İki maddeden oluşan iş güvencesi yasa tasarısı işçi ve işveren kesimleri arasında sert rüzgarların esmesine neden oluyor. İşverenler, yabancı sermaye girişinin daha da güçleşeceğini, sendikacılar ise asıl engelin kayıtdışı ekonomi olduğunu düşünüyor.
Son günlerde işdünyası ile sendikacılar arasında tartışılan konulardan bir tanesi de iş güvencesi yasa tasarısı. Tasarı 1946 yılından bu yana hemen hemen bütün partilerin seçim beyannamelerinde bulunuyor. Ama şu ana kadar çok fazla bir mesafe alınamadı.Emeklilik yaşının erkeklerde 60, kadınlarda 58’e yükseltilmesi ile birlikte işçi sendikaları Çalışma Bakanlığı’ndan iş güvencesi yasa tasarısının en kısa süre içerisinde çıkarılması konusunda söz aldı. Çalışma Bakanı ve Sosyal Güvenlik Bakanı Yaşar Okuyan, ‘Tasarı mutlaka yasallaşacak’ şeklinde net bir tavır sergiliyor. İşverenler, Okuyan’ı popülist politika yapmakla suçluyor. Yani kısacası yıllardan beri yıldızları bir türlü barışmayan işçi ve işveren kesimleri bir tartışmanın daha içinde bulunuyor. Bazı işadamları, tasarının yasallaşmasının Türkiye’nin Avrupa Birliği’ne girmesinin önünde engel oluşturacağını söylüyor.
İşin ilginç yanı büyük tartışmalara yol açan tasarı yalnızca iki maddeden oluşuyor. Bunlardan birincisi tasarının yasalaşması ile birlikte işverenler bir işçiyi işten atarken, niçin attıklarını da açıklamak zorunda olacaklar. Eğer işçi haksız yere işten atılırsa veya işveren çalışanının atılma sebebini açıklayamazsa bu tasarıyla birlikte yüklü bir ihbar ve kıdem tazminatı ödemek zorunda kalacak. Tasarının ikinci maddesine göre ise işçiler sendikalı oldukları için işten atılırlarsa, iş mahkemelerine başvurabilecekler. İşverenler ise bu iş mahkemelerinin uzun sürmesi sonucunda kendilerinin çok daha yüksek miktarlarda tazminat ödeyeceklerini iddia ediyorlar. Sendikacılar bu yasa tasarısının bir an evvel mecliste yasalaşmasını isterken, işverenler tasarının gündemden düşürülmesini savunuyorlar. Yani kısacası işçi sendikaları ile işdünyası adeta birbirine girmiş durumda.
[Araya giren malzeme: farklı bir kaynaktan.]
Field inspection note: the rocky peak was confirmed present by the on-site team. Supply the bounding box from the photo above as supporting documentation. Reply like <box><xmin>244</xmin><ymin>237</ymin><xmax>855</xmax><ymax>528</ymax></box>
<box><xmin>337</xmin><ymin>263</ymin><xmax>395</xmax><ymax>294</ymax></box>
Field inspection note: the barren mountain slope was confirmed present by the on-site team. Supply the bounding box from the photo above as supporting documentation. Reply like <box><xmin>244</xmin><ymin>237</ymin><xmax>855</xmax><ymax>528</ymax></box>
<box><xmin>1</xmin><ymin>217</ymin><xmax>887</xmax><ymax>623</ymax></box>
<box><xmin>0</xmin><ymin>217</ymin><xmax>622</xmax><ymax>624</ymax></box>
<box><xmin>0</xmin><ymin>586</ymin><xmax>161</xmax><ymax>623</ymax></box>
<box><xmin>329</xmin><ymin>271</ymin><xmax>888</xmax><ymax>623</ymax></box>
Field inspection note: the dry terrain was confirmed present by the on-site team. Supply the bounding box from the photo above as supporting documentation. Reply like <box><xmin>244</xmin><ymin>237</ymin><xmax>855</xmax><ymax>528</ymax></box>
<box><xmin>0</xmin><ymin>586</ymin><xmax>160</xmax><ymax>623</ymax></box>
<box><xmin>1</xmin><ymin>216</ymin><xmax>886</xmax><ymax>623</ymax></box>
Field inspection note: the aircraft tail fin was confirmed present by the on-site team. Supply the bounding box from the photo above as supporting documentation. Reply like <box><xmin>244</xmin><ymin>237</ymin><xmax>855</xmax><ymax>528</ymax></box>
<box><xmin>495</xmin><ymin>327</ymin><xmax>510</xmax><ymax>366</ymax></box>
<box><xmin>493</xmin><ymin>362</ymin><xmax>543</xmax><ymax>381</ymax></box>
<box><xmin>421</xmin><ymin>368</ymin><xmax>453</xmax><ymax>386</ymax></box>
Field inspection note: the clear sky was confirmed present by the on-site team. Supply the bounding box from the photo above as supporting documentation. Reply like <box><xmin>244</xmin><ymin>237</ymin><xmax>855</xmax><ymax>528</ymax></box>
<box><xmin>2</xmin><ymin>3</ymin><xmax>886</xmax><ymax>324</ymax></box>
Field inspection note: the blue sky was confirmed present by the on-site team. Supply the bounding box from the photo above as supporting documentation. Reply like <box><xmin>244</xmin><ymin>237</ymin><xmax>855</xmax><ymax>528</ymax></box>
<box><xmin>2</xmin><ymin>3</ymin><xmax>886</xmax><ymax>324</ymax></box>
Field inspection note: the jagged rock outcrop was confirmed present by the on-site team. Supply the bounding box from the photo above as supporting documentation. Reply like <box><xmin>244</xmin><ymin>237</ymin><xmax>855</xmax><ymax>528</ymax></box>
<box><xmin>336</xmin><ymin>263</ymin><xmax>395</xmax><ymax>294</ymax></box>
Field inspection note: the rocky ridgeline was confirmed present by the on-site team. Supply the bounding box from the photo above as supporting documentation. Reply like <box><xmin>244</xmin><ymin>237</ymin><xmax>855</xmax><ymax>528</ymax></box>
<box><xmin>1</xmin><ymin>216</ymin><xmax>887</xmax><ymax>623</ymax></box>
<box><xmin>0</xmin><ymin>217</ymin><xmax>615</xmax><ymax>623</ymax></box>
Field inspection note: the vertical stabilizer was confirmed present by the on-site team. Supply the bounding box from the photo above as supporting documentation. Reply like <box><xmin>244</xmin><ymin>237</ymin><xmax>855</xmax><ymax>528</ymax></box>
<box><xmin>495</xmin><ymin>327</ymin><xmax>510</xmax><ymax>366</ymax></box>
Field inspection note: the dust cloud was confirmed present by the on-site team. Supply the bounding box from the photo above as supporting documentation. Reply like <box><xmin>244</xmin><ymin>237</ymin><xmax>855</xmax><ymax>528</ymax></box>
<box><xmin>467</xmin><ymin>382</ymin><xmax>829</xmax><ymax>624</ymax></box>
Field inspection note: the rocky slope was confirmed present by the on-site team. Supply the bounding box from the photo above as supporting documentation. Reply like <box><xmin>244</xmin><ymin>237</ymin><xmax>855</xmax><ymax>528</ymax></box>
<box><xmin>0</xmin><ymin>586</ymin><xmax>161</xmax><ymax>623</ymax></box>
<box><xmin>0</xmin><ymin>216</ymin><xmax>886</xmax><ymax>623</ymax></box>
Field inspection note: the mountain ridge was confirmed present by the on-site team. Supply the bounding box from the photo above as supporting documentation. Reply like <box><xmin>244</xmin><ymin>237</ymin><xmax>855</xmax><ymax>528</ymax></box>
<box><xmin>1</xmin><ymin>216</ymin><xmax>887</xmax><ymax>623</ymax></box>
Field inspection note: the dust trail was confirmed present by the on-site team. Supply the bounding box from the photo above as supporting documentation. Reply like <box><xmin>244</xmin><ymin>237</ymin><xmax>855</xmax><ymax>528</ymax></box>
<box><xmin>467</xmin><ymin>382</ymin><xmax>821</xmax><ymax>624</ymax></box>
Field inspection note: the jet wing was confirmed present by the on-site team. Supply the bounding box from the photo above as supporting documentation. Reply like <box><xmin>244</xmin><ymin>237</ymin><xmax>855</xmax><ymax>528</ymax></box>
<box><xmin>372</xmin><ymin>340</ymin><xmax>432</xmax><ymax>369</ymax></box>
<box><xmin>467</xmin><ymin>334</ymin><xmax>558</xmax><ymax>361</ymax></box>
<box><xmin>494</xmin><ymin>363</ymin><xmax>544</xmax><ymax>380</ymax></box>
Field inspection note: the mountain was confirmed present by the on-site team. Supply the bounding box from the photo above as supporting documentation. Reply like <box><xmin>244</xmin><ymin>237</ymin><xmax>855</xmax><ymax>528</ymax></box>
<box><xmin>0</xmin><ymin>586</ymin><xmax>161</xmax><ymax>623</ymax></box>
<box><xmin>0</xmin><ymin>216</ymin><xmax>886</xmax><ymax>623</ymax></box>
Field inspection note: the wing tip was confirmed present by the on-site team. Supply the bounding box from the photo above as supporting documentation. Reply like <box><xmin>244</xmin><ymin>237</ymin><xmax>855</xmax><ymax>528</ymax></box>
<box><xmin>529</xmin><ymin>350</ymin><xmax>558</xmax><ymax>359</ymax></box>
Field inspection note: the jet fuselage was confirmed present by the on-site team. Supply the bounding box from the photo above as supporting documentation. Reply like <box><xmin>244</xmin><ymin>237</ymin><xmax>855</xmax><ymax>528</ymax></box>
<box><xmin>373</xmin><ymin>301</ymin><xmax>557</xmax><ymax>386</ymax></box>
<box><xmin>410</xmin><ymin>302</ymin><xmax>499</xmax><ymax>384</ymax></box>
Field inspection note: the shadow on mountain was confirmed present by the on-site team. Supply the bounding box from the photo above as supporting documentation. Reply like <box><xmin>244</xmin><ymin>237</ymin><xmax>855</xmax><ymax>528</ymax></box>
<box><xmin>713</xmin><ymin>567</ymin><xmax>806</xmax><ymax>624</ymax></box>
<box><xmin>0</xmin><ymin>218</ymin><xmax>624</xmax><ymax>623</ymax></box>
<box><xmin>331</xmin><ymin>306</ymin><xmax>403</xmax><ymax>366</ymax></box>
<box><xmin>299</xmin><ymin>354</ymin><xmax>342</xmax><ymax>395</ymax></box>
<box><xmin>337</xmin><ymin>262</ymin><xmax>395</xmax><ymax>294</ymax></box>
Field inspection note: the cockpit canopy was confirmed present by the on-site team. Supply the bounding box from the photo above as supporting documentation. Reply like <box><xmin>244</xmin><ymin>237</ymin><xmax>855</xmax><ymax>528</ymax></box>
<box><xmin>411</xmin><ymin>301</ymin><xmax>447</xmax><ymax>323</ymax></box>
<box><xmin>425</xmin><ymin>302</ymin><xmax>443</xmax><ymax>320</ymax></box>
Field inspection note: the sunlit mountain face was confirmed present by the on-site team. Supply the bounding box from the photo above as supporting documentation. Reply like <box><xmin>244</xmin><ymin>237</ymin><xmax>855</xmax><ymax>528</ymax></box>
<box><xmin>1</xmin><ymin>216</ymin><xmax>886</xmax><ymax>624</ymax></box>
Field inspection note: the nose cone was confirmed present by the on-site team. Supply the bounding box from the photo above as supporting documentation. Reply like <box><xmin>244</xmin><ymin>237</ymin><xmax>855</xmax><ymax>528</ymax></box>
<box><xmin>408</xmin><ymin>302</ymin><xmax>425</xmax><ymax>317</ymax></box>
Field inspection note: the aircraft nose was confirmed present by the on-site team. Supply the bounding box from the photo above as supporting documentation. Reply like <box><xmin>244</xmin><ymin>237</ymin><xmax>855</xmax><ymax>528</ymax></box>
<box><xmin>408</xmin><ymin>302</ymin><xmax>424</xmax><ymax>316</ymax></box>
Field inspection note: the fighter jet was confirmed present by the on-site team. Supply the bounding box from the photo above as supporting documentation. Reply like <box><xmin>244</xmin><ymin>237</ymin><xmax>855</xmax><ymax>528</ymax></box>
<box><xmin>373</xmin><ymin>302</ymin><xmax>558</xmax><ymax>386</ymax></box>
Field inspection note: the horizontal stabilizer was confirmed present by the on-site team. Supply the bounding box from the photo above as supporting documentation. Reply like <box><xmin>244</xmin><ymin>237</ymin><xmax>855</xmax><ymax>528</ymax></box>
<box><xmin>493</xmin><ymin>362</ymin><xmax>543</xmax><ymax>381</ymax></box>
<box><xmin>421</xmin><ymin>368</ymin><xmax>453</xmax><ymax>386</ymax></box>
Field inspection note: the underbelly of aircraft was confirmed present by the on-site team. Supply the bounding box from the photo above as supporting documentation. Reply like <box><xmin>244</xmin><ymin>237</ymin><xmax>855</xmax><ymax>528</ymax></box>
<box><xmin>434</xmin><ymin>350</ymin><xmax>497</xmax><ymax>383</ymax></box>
Türkiye İşveren Sendikaları Konfederasyonu (TİSK) Başkanı Refik Baydur, iş güvencesi yasa tasarısının radikal değişikliklere uğraması gerektiğini iddia ediyor. Baydur, “Bir memlekette çalışma hayatı ne kadar zor ise yabancı sermayenin girişi de o kadar zorlaşır” diyor. Baydur’a göre, iş güvencesi yasa tasarısı ile birlikte Türkiye’ye yabancı sermaye girişi güçleşecek. TİSK Başkanı Refik Baydur, tasarının Türkiye’deki emeklilik yaşının yükseltilmesi sebebiyle ortaya atıldığı yönündekisorumuza ise, Avrupa’da emeklilik yaşının 65’lere kadar çıkarıldığı cevabını verdi.
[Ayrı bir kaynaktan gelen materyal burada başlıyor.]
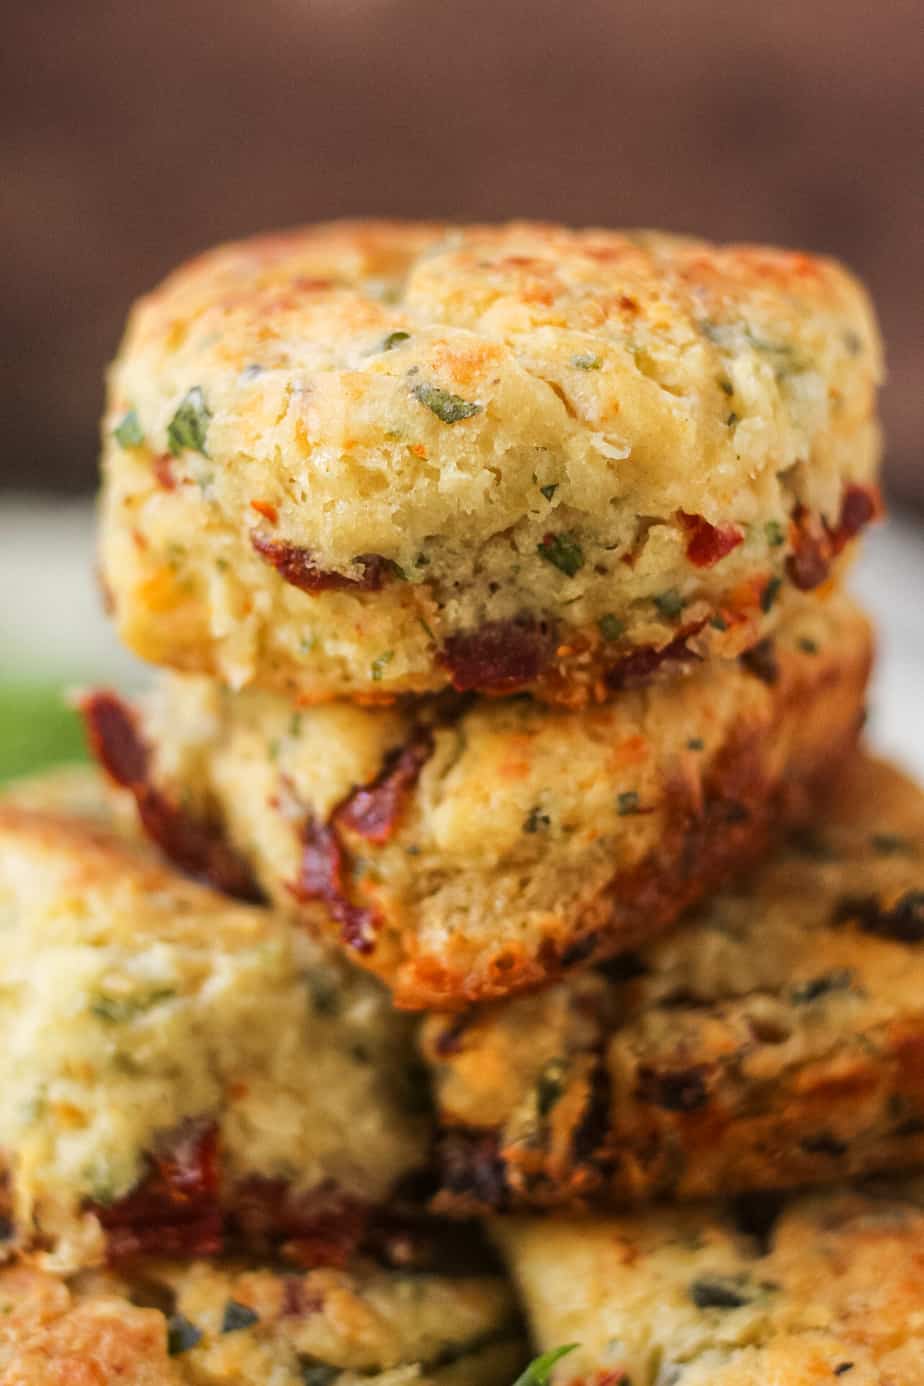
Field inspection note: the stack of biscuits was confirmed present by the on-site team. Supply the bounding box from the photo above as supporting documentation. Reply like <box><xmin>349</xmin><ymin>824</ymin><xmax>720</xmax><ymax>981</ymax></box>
<box><xmin>1</xmin><ymin>223</ymin><xmax>922</xmax><ymax>1385</ymax></box>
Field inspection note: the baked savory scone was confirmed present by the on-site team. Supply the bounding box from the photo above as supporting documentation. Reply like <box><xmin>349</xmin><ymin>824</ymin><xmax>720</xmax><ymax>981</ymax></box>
<box><xmin>83</xmin><ymin>594</ymin><xmax>870</xmax><ymax>1009</ymax></box>
<box><xmin>99</xmin><ymin>219</ymin><xmax>882</xmax><ymax>706</ymax></box>
<box><xmin>495</xmin><ymin>1177</ymin><xmax>924</xmax><ymax>1386</ymax></box>
<box><xmin>0</xmin><ymin>1250</ymin><xmax>523</xmax><ymax>1386</ymax></box>
<box><xmin>0</xmin><ymin>803</ymin><xmax>429</xmax><ymax>1272</ymax></box>
<box><xmin>423</xmin><ymin>753</ymin><xmax>924</xmax><ymax>1212</ymax></box>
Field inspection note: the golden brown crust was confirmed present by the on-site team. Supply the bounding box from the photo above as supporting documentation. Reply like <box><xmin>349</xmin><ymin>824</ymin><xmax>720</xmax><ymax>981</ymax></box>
<box><xmin>100</xmin><ymin>219</ymin><xmax>882</xmax><ymax>703</ymax></box>
<box><xmin>424</xmin><ymin>754</ymin><xmax>924</xmax><ymax>1214</ymax></box>
<box><xmin>0</xmin><ymin>1251</ymin><xmax>523</xmax><ymax>1386</ymax></box>
<box><xmin>94</xmin><ymin>595</ymin><xmax>871</xmax><ymax>1008</ymax></box>
<box><xmin>494</xmin><ymin>1177</ymin><xmax>924</xmax><ymax>1386</ymax></box>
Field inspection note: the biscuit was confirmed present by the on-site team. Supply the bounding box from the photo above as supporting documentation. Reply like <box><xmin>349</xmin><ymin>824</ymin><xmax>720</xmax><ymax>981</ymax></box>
<box><xmin>100</xmin><ymin>220</ymin><xmax>881</xmax><ymax>704</ymax></box>
<box><xmin>423</xmin><ymin>754</ymin><xmax>924</xmax><ymax>1212</ymax></box>
<box><xmin>495</xmin><ymin>1176</ymin><xmax>924</xmax><ymax>1386</ymax></box>
<box><xmin>84</xmin><ymin>594</ymin><xmax>870</xmax><ymax>1008</ymax></box>
<box><xmin>0</xmin><ymin>803</ymin><xmax>428</xmax><ymax>1272</ymax></box>
<box><xmin>0</xmin><ymin>1252</ymin><xmax>523</xmax><ymax>1386</ymax></box>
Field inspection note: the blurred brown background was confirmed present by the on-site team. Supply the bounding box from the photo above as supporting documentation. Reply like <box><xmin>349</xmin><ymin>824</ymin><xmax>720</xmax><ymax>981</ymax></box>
<box><xmin>2</xmin><ymin>0</ymin><xmax>920</xmax><ymax>501</ymax></box>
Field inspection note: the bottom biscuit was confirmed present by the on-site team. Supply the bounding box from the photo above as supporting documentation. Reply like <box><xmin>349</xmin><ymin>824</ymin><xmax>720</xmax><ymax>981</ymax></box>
<box><xmin>0</xmin><ymin>1251</ymin><xmax>524</xmax><ymax>1386</ymax></box>
<box><xmin>496</xmin><ymin>1176</ymin><xmax>924</xmax><ymax>1386</ymax></box>
<box><xmin>424</xmin><ymin>753</ymin><xmax>924</xmax><ymax>1212</ymax></box>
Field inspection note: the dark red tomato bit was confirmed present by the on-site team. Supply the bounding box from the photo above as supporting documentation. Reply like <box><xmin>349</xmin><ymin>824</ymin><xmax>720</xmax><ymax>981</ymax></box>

YATIRIMLARI DURDURAN SİHİRLİ ELLER!
İstanbul Ticaret Odası Meclis Başkanı Atalay Şahinoğlu, yatırımları durdurmak için böyle sihirli ellerin devamlı bir şeyler yapmaya çalıştığını belirtiyor. İş güvencesi yasa tasarısının da bunlardan birisi olduğunu söyleyen Şahinoğlu, yabancı yatırımcıların Türkiye’ye kafalarını bile çevirip bakmadıklarını ifade ediyor. Şahinoğlu, “Bu memlekette bu tip iş yasalarında yeniden yapılanma adı altında çarpık sistemler getirmeye çalıştıkça, kayıt dışı ekonominin kayıt içine alınmasını sağlamadıkça yabancı sermaye Türkiye’ye gelemez. Bunun dışında yerli yatırımcı zaten gırtlağına kadar batmış durumda” diyor.
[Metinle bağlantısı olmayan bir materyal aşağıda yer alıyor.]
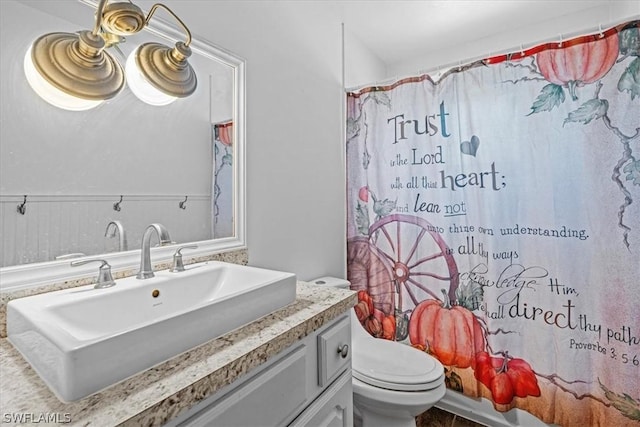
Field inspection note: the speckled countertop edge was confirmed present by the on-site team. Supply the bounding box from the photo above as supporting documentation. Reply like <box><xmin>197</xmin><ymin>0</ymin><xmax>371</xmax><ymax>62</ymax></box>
<box><xmin>0</xmin><ymin>281</ymin><xmax>357</xmax><ymax>427</ymax></box>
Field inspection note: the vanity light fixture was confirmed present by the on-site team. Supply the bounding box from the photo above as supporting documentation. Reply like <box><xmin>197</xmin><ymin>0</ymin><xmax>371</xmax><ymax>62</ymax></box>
<box><xmin>24</xmin><ymin>0</ymin><xmax>197</xmax><ymax>110</ymax></box>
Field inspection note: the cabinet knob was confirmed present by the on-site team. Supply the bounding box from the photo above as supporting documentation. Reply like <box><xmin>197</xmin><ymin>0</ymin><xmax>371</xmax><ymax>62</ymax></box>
<box><xmin>337</xmin><ymin>344</ymin><xmax>349</xmax><ymax>358</ymax></box>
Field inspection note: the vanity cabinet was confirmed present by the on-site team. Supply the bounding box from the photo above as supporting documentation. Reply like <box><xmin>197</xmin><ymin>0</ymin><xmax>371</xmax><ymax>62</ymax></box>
<box><xmin>167</xmin><ymin>314</ymin><xmax>353</xmax><ymax>427</ymax></box>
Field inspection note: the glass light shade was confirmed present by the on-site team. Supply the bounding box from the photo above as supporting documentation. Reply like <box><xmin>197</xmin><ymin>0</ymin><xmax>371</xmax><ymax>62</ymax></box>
<box><xmin>125</xmin><ymin>50</ymin><xmax>177</xmax><ymax>106</ymax></box>
<box><xmin>23</xmin><ymin>46</ymin><xmax>103</xmax><ymax>111</ymax></box>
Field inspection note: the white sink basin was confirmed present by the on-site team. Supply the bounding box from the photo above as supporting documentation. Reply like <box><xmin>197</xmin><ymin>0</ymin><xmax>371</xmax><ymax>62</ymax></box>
<box><xmin>7</xmin><ymin>261</ymin><xmax>296</xmax><ymax>402</ymax></box>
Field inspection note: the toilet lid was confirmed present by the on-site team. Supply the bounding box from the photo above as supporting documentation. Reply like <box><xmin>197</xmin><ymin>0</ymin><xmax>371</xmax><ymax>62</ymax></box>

İstanbul Sanayi Odası (İSO) Yönetim Kurulu Üyesi Necati Arıkan’da Baydur ve Şahinoğlu gibi iş güvencesi yasa tasarısının yasalaşması ile birlikte Türkiye’ye gelecek olan yabancı müteşebbislerin sayısında büyük ölçüde azalma olacağını düşünüyor. İş güvencesi yasa tasarısı Türkiye’deki yatırımların, yabancı sermayenin ve iş arayan insanların önündeki en büyük engel olduğunu belirten Arıkan, iş güvencesi yasa tasarısının aslında sanayinin sorunu olmadığını, Türkiye’de istihdam yaratmak isteyen siyasi istikrarın sorunu olduğunu iddia ediyor. Sabancı Holding Yönetim Kurulu Başkanı Sakıp Sabancı ise Baydur, Şahinoğlu ve Arıkan’ın iş güvencesi yasasının yabancı sermayenin gelişini engelleyeceğine dair olan görüşlerine katılmıyor. Yabancı sermayenin yıllardan beri Türkiye’ye az geldiğini belirten Sabancı, artık gırgır konuşma döneminin bittiğini, rakamların konuştuğunu söylüyor. Sakıp Sabancı, Türkiye’nin yabancı sermaye konusunda mutluluğu yakalaması için, “niçin rejimine rağmen Bulgaristan’da yabancı yatırımcılar daha fazla” ki sorusuna cevap vermesi gerektiğini ifade ediyor.
ASIL SORUN KAYIT DIŞI...
İşçi sendikalarının genel başkanları işdünyasının ‘iş güvenliği yasa tasarısının yabancı sermayenin gelişini engelleyeceği’ yönündeki görüşlerine katılmıyor. Türk-İş Başkanı Bayram Meral, bu yasanın çıkmasıyla birlikte Türkiye’de kaçak olarak çalışan işçilerin kayıtlı hale geleceğini belirtiyor. Yabancı sermayenin girişinin engelleneceğine inanmadığını belirten Meral, Türkiye’ye gelecek olan yabancıların kendi ülkelerinde çok daha iyi sosyal güvenlik imkanları olduğunu söylüyor. Disk Genel Başkanı Süleyman Çelebi, yabancı sermayenin aslında bu tasarıyla birlikte Türkiye’ye daha çok rağbet edeceğini söylüyor. Yurtdışındaki müteşebbislerin Türkiye’ye çok az gelmelerinin asıl sebebinin kayıt dışı ekonomi olduğunu ifade eden Çelebi, iş güvencesi yasa tasarısının yasalaşmasıyla birlikte kayıt dışı ekonominin de önlenmiş olacağını kaydediyor.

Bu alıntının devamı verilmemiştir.